As described previously, CT26 cells expressing eGFP-tBID 2A BCL-2 together with pLKO1-shAPAF-1 (APAF-1^SH) were injected subcutaneously into 6 weeks old Balb/C mice (5x10⁵ cells/mouse). Once tumor volume reached approximately 100 mm³ Following tumour formation, mice were initially treated with 400 μg of isotype control or anti-Thy.1 (I.P injection) and then were continued to be treated with 200 μg twice per week. Efficiency of T cell depletion was checked by flow cytometric analysis of spleen samples. FACS Gating strategy is outlined in Supplemental Figure 8. List of antibodies used is provided in Supplemental Table 6.

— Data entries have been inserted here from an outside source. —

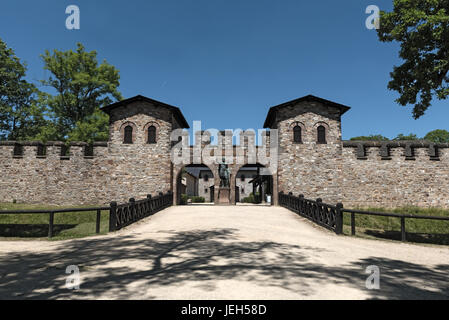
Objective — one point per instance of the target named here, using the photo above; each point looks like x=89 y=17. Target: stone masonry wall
x=392 y=181
x=309 y=168
x=76 y=180
x=140 y=168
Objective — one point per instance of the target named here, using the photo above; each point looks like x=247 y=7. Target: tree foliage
x=401 y=137
x=372 y=137
x=21 y=116
x=437 y=136
x=82 y=87
x=422 y=29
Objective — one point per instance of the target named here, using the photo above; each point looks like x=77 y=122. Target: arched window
x=152 y=134
x=297 y=134
x=128 y=137
x=321 y=131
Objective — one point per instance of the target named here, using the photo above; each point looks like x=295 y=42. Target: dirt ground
x=223 y=252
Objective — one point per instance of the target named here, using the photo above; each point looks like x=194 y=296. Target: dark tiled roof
x=272 y=112
x=176 y=112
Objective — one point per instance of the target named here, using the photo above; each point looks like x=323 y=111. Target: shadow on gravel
x=435 y=238
x=31 y=230
x=201 y=256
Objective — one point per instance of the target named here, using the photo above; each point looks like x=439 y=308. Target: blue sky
x=225 y=62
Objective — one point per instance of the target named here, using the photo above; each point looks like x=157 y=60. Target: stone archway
x=199 y=180
x=256 y=180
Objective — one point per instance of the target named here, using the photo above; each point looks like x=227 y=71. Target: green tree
x=410 y=136
x=21 y=115
x=437 y=136
x=94 y=128
x=422 y=29
x=372 y=137
x=82 y=87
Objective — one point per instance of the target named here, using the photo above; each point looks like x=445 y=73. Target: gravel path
x=219 y=252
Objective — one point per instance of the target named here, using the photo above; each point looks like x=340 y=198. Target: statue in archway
x=224 y=174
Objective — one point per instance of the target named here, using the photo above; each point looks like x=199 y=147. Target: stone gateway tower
x=310 y=146
x=312 y=159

Statistics and Reproducibility

For the in vitro experiments, normal distribution was assumed, whereas for the in vivo experiments normal distribution has been tested prior the use of the appropriate statistical test. Two-tailed unpaired t-test was used for comparison of two groups, whereas the one-, two-way Analysis of Variance (ANOVA) and non-parametric one-way ANOVA (Kruskal-Wallis) was used for comparison of multiple groups. Spearman’s rank test was used for correlation analysis. Cox and Log-Rank p-value were used for survival curve (Kaplan Meier) analyses. Finally, two-tailed Chi-Square was used to determine any significant differences in frequencies of complete tumour regression between two groups. Analyses were performed using Prism 6.0 software (GraphPad).